CUDA initialization hangs when a shared library is loaded pulling my hair out

OK, here’s a really wacky problem that I have absolutely no idea on. The one saving grace is that it only appears to be happening on one specific node. Hopefully a reboot will solve it (waiting for the cluster admins to do so). However, it has resulted in much hair-pulling, so I thought I’d share.

This node has up and running CUDA 3.2 and drivers fine for a few months. Recently, certain jobs started hanging on it. We narrowed it down to a single plugin (by plugin, I mean a .so file loaded into python with an import command). With the plugin loaded, the process hangs at the very first CUDA call in the application. Without the plugin loaded, the application runs flawlessly. In debugging this, I removed everything from the plugin except the init_ function that python calls (the function was left empty). Loading other plugins works fine. How’s that for strange behavior! I can only guess that some how, this particular plugin by its name ends up at some point in the memory space such that it triggers a problem in the CUDA runtime/driver/somewhere…

If I attach gdb to the hung process and ask for a backtrace, this is what I get.

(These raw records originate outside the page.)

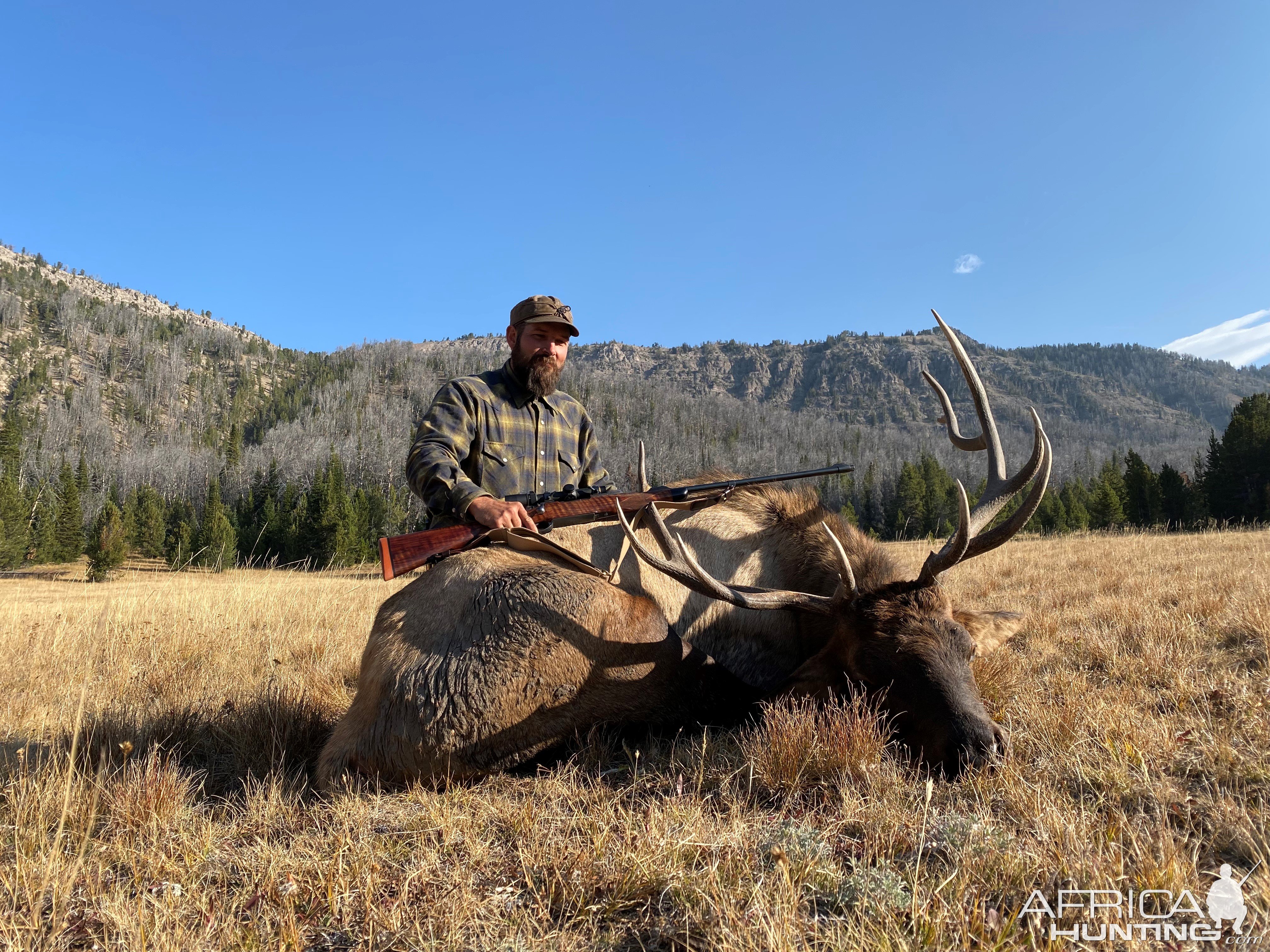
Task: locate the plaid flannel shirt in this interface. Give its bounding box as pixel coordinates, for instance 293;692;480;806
406;360;613;528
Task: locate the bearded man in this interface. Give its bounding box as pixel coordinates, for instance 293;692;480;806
406;294;613;532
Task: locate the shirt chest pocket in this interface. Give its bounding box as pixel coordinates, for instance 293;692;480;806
480;442;536;499
556;449;582;487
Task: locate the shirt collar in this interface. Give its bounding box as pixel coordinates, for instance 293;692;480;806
503;358;560;412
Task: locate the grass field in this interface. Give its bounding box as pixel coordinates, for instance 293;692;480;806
0;532;1270;949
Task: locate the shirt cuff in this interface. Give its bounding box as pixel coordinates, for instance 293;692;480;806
449;482;494;519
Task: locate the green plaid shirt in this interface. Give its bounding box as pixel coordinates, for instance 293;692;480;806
406;360;613;528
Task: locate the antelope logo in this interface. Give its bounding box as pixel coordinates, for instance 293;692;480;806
1208;859;1261;936
1016;861;1261;946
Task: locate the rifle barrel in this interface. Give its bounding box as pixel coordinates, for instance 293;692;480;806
649;463;856;498
380;463;856;581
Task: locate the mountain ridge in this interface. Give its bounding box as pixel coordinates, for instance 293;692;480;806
0;240;1270;523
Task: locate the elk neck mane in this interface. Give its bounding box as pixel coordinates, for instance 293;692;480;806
681;471;899;595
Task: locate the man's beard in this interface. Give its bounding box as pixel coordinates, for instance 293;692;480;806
512;354;564;397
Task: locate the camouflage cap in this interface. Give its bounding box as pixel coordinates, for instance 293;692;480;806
512;294;578;338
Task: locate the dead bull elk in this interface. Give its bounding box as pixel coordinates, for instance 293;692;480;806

#0  0x00002b4ddadc5a6f in fcntl () from /lib64/libpthread.so.0

#1  0x00002b4de85270f1 in pthread_attr_setdetachstate () from /usr/lib64/libcuda.so

#2  0x00002b4de7f31a44 in pthread_attr_setdetachstate () from /usr/lib64/libcuda.so

#3  0x00002b4de7f11626 in pthread_attr_setdetachstate () from /usr/lib64/libcuda.so

#4  0x00002b4de7ef6069 in pthread_attr_setdetachstate () from /usr/lib64/libcuda.so

#5  0x00002b4de7fc9459 in pthread_attr_setdetachstate () from /usr/lib64/libcuda.so

#6  0x00002b4ddb943f4e in ?? () from /home/software/rhel5/cuda/3.2/cuda/lib64/libcudart.so.3

#7  0x00002b4ddb936fbb in ?? () from /home/software/rhel5/cuda/3.2/cuda/lib64/libcudart.so.3

#8  0x00002b4ddb93ab3c in ?? () from /home/software/rhel5/cuda/3.2/cuda/lib64/libcudart.so.3

#9  0x00002b4ddb934379 in ?? () from /home/software/rhel5/cuda/3.2/cuda/lib64/libcudart.so.3

#10 0x00002b4ddb96983b in cudaMalloc () from /home/software/rhel5/cuda/3.2/cuda/lib64/libcudart.so.3

.... application specific stuff below, this cudaMalloc is the first CUDA call made - the one that initializes the context

Since this only happens on one particular node, I can’t make a repro case, and I expect (well, hope) that a reboot solves the issue - so one might just call this a broken driver that needs a reboot to clean up. What’s so weird about it is that it doesn’t return any error codes, and most jobs run just fine.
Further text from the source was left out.